Integrantes de movimento social invadem fazenda em Bauru

Segundo os representantes da União Nacional Camponesa, cerca de 200 famílias estão no local. Polícia Militar enviou uma viatura ao local para averiguar a situação

Integrantes do movimento social União Nacional Camponesa invadiram a Fazenda Santo Antônio, que pertence ao um frigorífico de Bauru (SP), na manhã desta quarta-feira (6). Segundo os representantes do movimento, cerca de 200 famílias estão no local, aproximadamente 400 pessoas.

A Polícia Militar ficou sabendo da invasão nesta manhã e enviou uma viatura até o local para averiguar a situação. De acordo com a PM, nenhuma ocorrência foi registrada.

Os integrantes pedem maior agilidade no processo que pode disponibilizar as terras que pertencem ao frigorífico Mondelli, que decretou falência em 2014, para fins de reforma agrária.

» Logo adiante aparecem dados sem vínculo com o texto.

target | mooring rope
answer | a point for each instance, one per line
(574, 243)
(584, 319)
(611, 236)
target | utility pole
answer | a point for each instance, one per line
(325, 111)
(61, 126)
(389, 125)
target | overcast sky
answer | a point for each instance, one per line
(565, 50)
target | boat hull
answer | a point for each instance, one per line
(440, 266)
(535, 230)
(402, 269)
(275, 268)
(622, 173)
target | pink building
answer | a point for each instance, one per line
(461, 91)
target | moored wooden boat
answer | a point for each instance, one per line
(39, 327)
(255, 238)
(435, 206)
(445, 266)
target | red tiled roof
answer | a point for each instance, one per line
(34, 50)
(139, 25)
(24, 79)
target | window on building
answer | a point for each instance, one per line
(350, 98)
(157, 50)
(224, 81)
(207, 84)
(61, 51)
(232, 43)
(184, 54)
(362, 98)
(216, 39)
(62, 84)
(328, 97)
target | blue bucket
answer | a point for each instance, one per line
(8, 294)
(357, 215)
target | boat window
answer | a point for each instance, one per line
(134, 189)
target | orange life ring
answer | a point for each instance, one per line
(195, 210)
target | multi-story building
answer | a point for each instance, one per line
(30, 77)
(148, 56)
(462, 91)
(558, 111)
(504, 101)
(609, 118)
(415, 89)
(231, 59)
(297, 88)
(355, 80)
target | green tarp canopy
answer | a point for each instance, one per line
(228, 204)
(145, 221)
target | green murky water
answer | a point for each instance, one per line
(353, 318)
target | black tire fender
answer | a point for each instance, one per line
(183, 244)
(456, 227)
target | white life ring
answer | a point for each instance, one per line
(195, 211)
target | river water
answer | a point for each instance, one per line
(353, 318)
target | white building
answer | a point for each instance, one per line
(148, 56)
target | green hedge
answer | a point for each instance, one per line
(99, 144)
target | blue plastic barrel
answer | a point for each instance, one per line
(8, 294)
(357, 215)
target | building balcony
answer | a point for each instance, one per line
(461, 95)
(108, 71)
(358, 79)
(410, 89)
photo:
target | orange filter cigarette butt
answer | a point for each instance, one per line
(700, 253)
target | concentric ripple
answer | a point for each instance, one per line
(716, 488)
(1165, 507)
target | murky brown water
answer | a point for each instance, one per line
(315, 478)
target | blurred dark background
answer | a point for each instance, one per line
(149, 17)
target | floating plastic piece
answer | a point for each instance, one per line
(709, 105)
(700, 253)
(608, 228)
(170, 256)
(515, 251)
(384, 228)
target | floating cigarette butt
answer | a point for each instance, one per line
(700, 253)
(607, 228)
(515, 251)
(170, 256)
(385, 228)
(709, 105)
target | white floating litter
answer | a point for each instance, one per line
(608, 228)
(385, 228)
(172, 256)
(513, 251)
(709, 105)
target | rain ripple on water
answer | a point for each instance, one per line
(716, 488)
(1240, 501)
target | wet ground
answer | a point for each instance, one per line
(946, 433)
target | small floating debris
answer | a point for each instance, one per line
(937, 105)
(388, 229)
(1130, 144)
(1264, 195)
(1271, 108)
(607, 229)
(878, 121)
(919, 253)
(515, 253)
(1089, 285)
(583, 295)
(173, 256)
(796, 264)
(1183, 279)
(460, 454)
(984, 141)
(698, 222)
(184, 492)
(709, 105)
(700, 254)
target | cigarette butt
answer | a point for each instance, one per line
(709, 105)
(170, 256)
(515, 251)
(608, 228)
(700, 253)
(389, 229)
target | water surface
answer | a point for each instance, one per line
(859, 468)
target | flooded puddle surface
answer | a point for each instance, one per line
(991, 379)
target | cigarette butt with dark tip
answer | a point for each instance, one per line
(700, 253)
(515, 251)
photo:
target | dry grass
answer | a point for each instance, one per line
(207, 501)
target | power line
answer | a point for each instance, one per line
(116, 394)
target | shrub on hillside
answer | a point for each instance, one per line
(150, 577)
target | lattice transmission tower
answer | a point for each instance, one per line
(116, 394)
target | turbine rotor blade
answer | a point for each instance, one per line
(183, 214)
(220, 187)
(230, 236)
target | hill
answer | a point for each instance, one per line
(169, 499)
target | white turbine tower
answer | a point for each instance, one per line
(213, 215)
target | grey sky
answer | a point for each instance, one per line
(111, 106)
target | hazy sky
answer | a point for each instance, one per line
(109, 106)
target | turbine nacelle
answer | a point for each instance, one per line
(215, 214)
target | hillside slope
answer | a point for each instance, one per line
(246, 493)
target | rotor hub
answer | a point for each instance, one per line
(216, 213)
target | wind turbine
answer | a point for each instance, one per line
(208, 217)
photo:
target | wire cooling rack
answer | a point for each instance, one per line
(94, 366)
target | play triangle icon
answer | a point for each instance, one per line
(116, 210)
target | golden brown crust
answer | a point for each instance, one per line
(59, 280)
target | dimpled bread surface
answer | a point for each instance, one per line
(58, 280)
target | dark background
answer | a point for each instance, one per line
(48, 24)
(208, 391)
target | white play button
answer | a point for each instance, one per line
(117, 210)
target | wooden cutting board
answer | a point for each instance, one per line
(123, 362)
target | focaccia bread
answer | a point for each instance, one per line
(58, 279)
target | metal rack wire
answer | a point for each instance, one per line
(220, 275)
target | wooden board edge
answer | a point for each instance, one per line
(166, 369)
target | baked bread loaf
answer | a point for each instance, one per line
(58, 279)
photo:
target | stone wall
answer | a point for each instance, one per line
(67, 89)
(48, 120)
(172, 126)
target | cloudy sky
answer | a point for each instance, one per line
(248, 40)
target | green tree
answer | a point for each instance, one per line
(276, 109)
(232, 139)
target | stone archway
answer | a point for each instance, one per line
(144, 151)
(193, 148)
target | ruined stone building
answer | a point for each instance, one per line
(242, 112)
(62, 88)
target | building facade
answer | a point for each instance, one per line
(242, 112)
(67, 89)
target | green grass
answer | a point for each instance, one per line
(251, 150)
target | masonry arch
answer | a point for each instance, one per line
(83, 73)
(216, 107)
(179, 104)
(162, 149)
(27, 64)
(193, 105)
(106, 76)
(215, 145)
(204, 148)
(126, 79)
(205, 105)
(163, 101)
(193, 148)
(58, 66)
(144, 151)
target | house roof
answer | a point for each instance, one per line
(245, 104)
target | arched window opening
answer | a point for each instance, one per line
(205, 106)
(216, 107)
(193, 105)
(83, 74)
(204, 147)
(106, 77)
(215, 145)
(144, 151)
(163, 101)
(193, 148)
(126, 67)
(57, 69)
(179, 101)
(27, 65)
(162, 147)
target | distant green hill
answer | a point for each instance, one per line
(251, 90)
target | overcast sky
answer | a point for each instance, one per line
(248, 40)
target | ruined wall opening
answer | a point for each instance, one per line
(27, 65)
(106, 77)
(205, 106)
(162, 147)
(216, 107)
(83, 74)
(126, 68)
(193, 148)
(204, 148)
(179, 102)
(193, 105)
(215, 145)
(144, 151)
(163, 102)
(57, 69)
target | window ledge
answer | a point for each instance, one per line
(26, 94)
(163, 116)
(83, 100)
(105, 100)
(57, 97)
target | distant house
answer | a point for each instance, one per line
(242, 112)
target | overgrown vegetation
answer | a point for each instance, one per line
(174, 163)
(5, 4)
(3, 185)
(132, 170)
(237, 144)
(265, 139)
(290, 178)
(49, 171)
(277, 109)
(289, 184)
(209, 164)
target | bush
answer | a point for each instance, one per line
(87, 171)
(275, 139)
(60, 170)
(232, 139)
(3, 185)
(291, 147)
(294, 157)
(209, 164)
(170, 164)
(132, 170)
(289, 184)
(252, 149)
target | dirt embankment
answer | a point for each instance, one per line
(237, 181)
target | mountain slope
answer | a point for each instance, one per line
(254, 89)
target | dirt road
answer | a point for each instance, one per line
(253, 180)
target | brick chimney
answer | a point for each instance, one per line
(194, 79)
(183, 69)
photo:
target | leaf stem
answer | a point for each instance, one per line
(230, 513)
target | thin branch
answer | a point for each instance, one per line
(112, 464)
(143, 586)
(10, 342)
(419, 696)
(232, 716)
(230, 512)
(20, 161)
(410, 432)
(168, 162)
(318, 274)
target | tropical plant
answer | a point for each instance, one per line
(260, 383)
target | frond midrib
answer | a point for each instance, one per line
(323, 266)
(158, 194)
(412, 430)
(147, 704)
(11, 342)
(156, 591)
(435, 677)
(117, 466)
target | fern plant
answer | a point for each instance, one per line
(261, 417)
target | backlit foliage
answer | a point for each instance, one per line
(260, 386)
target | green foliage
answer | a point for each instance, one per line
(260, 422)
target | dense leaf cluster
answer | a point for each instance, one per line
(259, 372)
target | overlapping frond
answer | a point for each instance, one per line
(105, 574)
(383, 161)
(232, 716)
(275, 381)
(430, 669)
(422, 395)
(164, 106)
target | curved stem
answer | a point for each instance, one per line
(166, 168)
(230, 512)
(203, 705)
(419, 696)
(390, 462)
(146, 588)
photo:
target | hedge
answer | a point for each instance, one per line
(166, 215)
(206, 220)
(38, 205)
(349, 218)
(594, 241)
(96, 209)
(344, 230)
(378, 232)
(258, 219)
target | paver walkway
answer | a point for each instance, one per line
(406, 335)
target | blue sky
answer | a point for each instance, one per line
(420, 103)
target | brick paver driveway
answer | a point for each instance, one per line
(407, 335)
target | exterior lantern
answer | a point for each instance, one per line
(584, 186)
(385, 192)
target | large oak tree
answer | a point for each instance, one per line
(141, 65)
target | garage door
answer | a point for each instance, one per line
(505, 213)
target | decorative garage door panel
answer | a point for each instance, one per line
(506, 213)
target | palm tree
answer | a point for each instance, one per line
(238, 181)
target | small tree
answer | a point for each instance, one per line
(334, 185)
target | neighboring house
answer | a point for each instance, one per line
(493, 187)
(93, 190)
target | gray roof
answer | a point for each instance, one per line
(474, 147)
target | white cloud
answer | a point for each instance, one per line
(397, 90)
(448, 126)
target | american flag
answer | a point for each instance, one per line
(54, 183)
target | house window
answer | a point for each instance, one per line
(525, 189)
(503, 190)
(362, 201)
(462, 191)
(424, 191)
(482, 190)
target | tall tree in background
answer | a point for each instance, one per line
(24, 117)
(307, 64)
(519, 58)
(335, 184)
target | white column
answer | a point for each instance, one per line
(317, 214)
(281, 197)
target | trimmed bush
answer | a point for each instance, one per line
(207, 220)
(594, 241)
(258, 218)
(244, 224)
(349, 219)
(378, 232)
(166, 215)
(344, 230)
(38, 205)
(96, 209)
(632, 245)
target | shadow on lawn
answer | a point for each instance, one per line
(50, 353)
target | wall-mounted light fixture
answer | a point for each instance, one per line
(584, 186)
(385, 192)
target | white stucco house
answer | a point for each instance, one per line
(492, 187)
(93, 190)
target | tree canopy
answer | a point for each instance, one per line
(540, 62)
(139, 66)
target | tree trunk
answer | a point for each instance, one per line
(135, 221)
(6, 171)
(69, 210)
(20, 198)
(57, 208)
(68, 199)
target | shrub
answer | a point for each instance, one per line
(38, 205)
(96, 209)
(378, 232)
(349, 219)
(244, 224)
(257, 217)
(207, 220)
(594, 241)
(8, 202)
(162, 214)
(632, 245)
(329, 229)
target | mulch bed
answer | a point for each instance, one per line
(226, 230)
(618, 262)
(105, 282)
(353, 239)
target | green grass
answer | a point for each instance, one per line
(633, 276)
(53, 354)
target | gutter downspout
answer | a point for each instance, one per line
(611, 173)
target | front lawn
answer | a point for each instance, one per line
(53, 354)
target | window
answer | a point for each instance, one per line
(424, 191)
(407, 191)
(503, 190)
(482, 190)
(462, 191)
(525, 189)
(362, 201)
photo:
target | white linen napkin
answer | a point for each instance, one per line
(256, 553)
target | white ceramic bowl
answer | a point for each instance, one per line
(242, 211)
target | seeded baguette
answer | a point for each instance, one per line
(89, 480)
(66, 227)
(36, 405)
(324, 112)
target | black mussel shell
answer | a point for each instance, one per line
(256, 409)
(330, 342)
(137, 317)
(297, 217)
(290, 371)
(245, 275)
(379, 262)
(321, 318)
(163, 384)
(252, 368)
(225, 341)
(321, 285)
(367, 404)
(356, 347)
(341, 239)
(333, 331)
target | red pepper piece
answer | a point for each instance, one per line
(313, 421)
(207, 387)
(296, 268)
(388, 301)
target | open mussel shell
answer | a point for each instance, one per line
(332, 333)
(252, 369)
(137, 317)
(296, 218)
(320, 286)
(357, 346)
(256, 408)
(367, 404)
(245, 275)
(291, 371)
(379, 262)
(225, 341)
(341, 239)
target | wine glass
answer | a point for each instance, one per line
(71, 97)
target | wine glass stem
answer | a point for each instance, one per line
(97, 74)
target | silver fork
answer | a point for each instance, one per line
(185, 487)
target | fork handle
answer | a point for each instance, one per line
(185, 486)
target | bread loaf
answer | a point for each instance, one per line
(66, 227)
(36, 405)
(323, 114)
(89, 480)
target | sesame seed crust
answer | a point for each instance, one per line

Em nota, a Superintendência Regional do Incra/SP informou que tem interesse em participar do leilão da fazenda Santo Antônio, a fim de destiná-la à reforma agrária, e que está trabalhando nos trâmites administrativos para a disponibilização dos recursos necessários.

Quanto à reivindicação do movimento, já há o compromisso do Incra em atendê-la, mas não depende do órgão a agilidade no processo, uma vez que aguarda o agendamento do leilão.

 

Entenda o caso

 

A falência do frigorífico Mondelli foi decretada pela Justiça em dezembro de 2014, mas as atividades da unidade de produção industrial (abatedouro e fábrica) foram mantidas para garantir o emprego dos cerca de 700 funcionários. A empresa está avaliada em R$ 88 milhões, mas o pagamento dos credores depende do fim do processo judicial envolvendo o frigorífico.

O plano de recuperação judicial apresentado pela empresa não foi aprovado pela Justiça. A empresa continuou as atividades, mas suspendeu o pagamento de credores.

No começo deste ano, integrantes da Frente Nacional de Luta já tinham ocupado a fazenda que poderá ser usada para a reforma agrária. Em setembro, foi feita a reintegração de posse de outra fazenda do grupo, a São Leopoldo, que foi ocupada por 19 meses.

Em junho do ano passado, cerca de 100 integrantes da Frente Nacional de Luta (FNL) invadiram a São Leopoldo. Dias antes, o presidente do Incra esteve em Bauru e admitiu que o local poderia ser usado para a reforma agrária.